ペンを置いてジッとその文面を眺めた後、くしゃくしゃと丸めてゴミ箱に投げ捨てた。
「・・・らしくないな。」
そう呟き、ガイは窓の外に目をやった。
グランコクマの水の流れが、飛沫と共に小さな虹を作っていた。


「あいつも虹を見て大層喜んだっけ。」
バチカルのルークの屋敷で花壇の花々へ水をやる際に、毎日散水栓から放出する水が作る虹を見て、その度に幼いルークは手を叩いて喜んでいた。
わだかまりが無くはなかったが、それでも明るくて笑いの絶えない楽しかった日々。
それはガイにとっても大切な思い出の1コマになっていた。
「まったく、あいつ、一体いつまでほっつき歩いてんだか・・・。」

ブツブツと目の前に相手のいない文句を呟きながら、ガイは自分の部屋を出た。今日は決議をとる議題があるとして、いつもより早めに始まる貴族院へ顔を出す時間が迫ってきている。

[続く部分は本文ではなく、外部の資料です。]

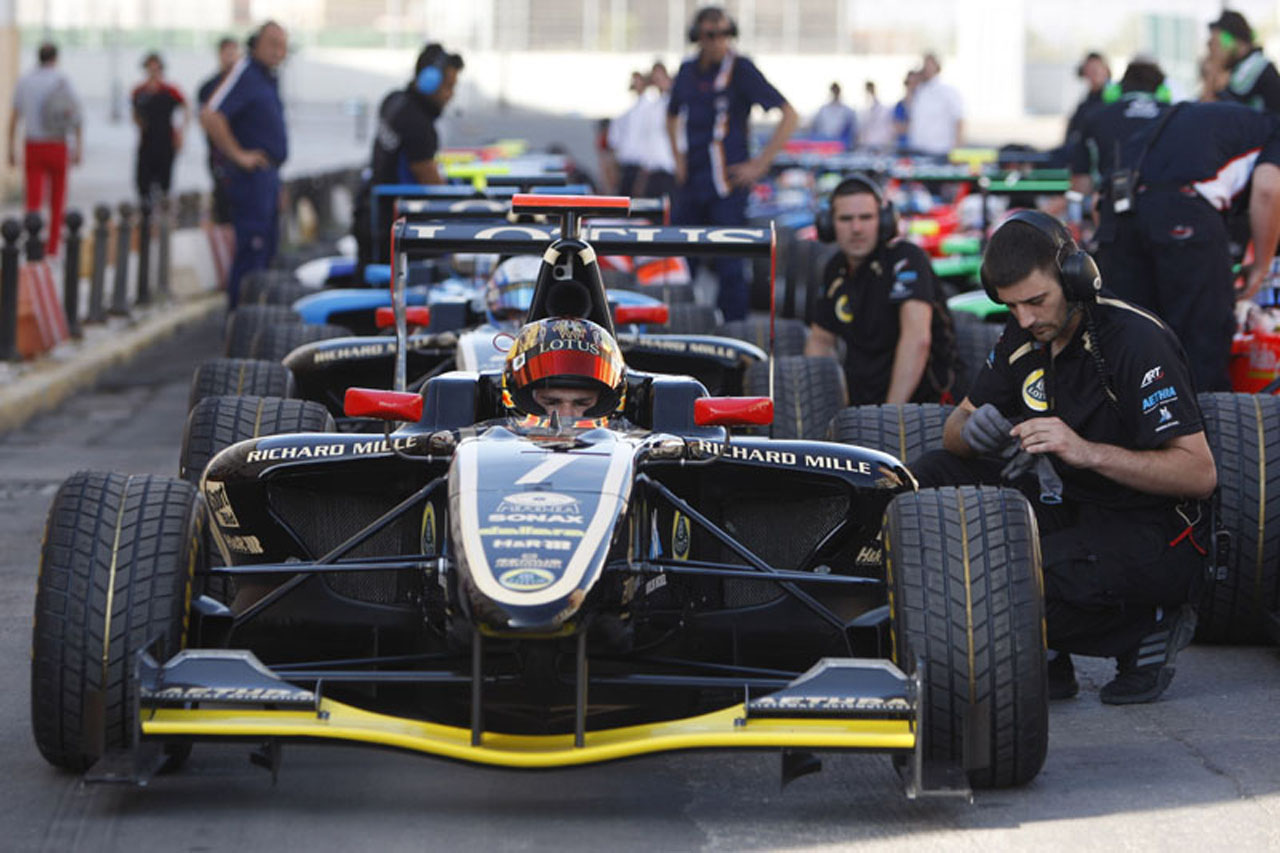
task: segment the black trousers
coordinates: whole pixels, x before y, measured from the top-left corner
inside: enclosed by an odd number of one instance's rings
[[[1198,595],[1206,557],[1190,535],[1178,538],[1187,528],[1178,512],[1071,502],[1046,505],[1040,502],[1033,475],[1014,483],[1001,481],[1003,464],[936,450],[908,467],[922,487],[1007,485],[1027,495],[1040,527],[1049,648],[1117,657],[1137,648],[1152,631],[1157,608],[1179,607]],[[1197,518],[1194,503],[1184,511]],[[1195,542],[1207,545],[1207,513],[1198,518],[1194,534]]]
[[[1197,391],[1230,391],[1236,322],[1226,221],[1198,195],[1173,190],[1141,193],[1134,208],[1099,229],[1103,283],[1169,324]]]

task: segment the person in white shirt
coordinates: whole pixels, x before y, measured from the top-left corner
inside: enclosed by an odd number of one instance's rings
[[[636,99],[626,112],[609,124],[609,147],[613,149],[613,156],[618,161],[619,195],[631,195],[635,192],[636,178],[640,174],[643,132],[639,129],[642,119],[638,120],[637,117],[643,112],[644,90],[648,86],[649,80],[643,73],[632,71],[630,90],[635,93]]]
[[[907,126],[907,147],[922,154],[945,155],[964,138],[964,104],[954,87],[938,79],[941,71],[938,57],[925,54]]]
[[[866,83],[867,105],[858,118],[858,146],[889,151],[894,146],[893,110],[876,97],[876,84]]]
[[[840,84],[831,84],[831,100],[813,115],[809,134],[814,139],[830,139],[844,143],[845,150],[853,147],[858,138],[858,114],[840,100]]]
[[[640,177],[634,192],[645,198],[660,198],[675,191],[676,158],[667,133],[667,104],[671,101],[671,75],[662,62],[649,71],[647,90],[637,111],[640,135]]]

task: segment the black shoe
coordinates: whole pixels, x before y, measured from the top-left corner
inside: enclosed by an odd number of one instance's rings
[[[1076,681],[1071,655],[1058,652],[1057,657],[1049,661],[1049,698],[1071,699],[1079,692],[1080,683]]]
[[[1116,658],[1116,677],[1099,691],[1105,705],[1154,702],[1173,681],[1173,663],[1196,632],[1196,612],[1190,604],[1167,613],[1156,630],[1138,647]]]

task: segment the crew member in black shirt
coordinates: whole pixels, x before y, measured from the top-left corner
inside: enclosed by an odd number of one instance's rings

「あー。だるいよなぁ。眠くなるんだよ、あのじいさん達の顔見てると。」
マルクト帝国の貴族代表する議会の会議は、ガイを除けば堂々たる顔ぶれの面々ばかりだった。要するに、この若さで当主であるのはガイ位なもので、あとは皆、中年もしくは老人がほとんどなのであった。
会議と称して集まる割には、重要な議題はあまり無く、預言も読まなくなった今では、イエスかノーか解りきった議題すら、延々とあーだこーだと言って、一向にまとまらないのできりが無い。
「・・・今日はサボっちまおうか。」
そう決めた途端、気分が軽くなったガイは、とりあえず毎日の日課である「ブウサギ達の散歩」だけは早目にやってしまおうと、ピオニーの私室へ足早に向かった。
早めに散歩に行った旨のメモを残しておけばいいだろう。
この時間ならピオニーも、やはり今日の貴族院へ顔を出していて留守のはずだ。皇帝も出席しなければならない重要議題とはどの件の事だったっけかな、などと考えながら、通い慣れたピオニーの私室のドアを開けた。